Through IU 9’s Adolescent Intensive Outpatient Program, or AIOP, students get academic help to fill educational gaps and reach grade level in subjects where they’re falling behind – all while receiving intensive treatment for their psychological well-being.
The program has partnered with mental-health provider Dickinson Center, Inc., since the mid-2000s. Every year, 10 to 12 high school students from eight area districts are referred to AIOP, which operates from a Potter County government building in Coudersport.
While Dickinson Center staffers oversee group and individual therapy, students pursue individualized studies – designed according to academic assessments – with an IU 9 teacher. Students keep pace with current classwork, while they can also take online courses to recover missing credits.
As students achieve goals and adhere to strict behavioral expectations, they earn increasing privileges – for example, attending field trips, or listening to music during lunch – and ascend four levels representing academic and personal progress. At the top level, most gradually return to their home schools, while others go on to graduate directly from their home district’s high school.
Some AIOP students build work experience in community businesses, with support from IU9 job coaches and the Potter County Career Link. One student was an excellent artist who worked with a graphic designer, says Shelly Carson, IU 9’s director of special education. Others get jobs in local hospitals and restaurants.

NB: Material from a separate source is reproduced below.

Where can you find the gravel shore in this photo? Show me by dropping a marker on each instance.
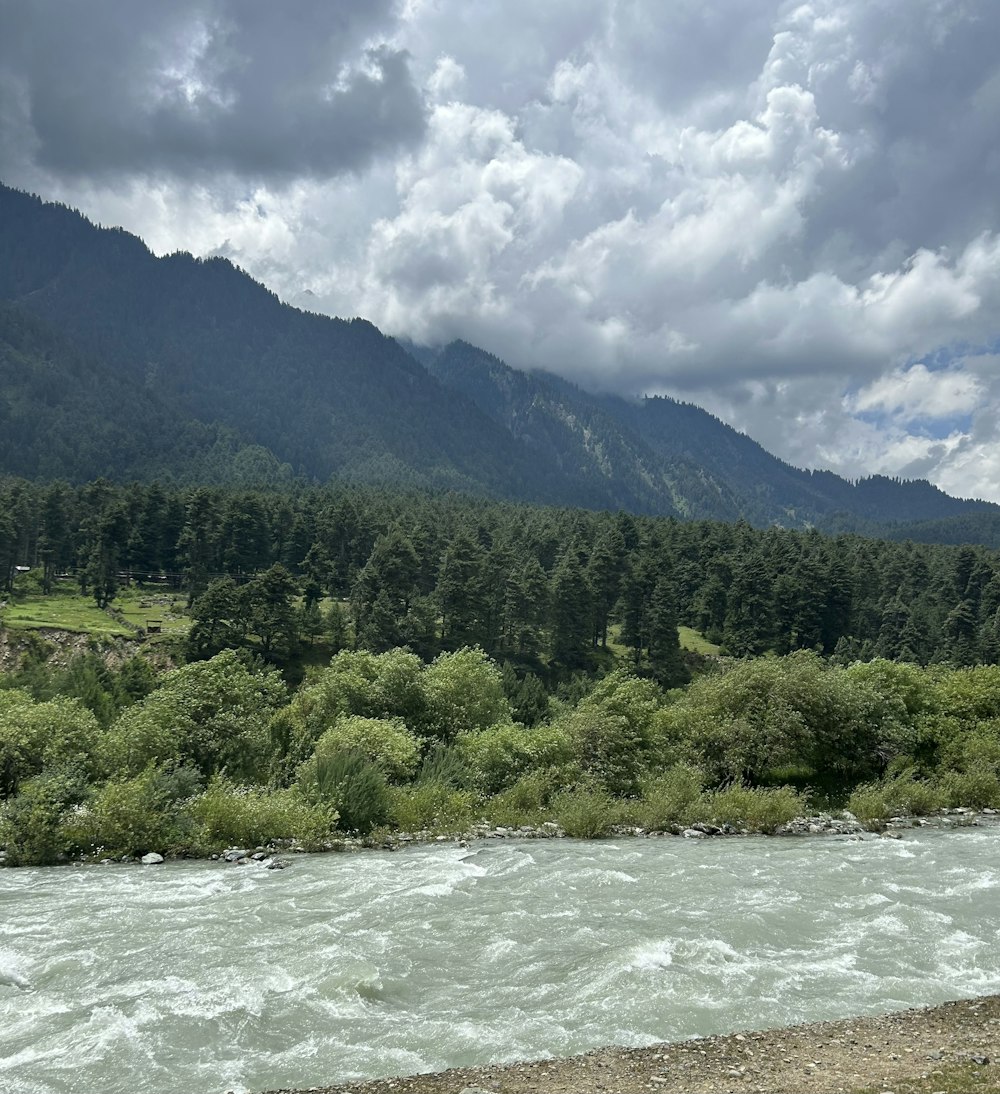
(944, 1049)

From start to finish, students transform from kids who won’t engage with AOIP staff to confident young people who “start to believe that they can do things,” Carson says. IU 9 has added a Children's Intensive Outpatient Program for elementary students in Coudersport and is trying to replicate the success of both programs with a new Intensive Outpatient Program in Elk County.
Overall, school districts benefit from higher graduation rates and the return of students better prepared to cope with the academic and social challenges of high school.
“When they come back, they’re presenting as a student,” says Carson. “They’re ready to learn.”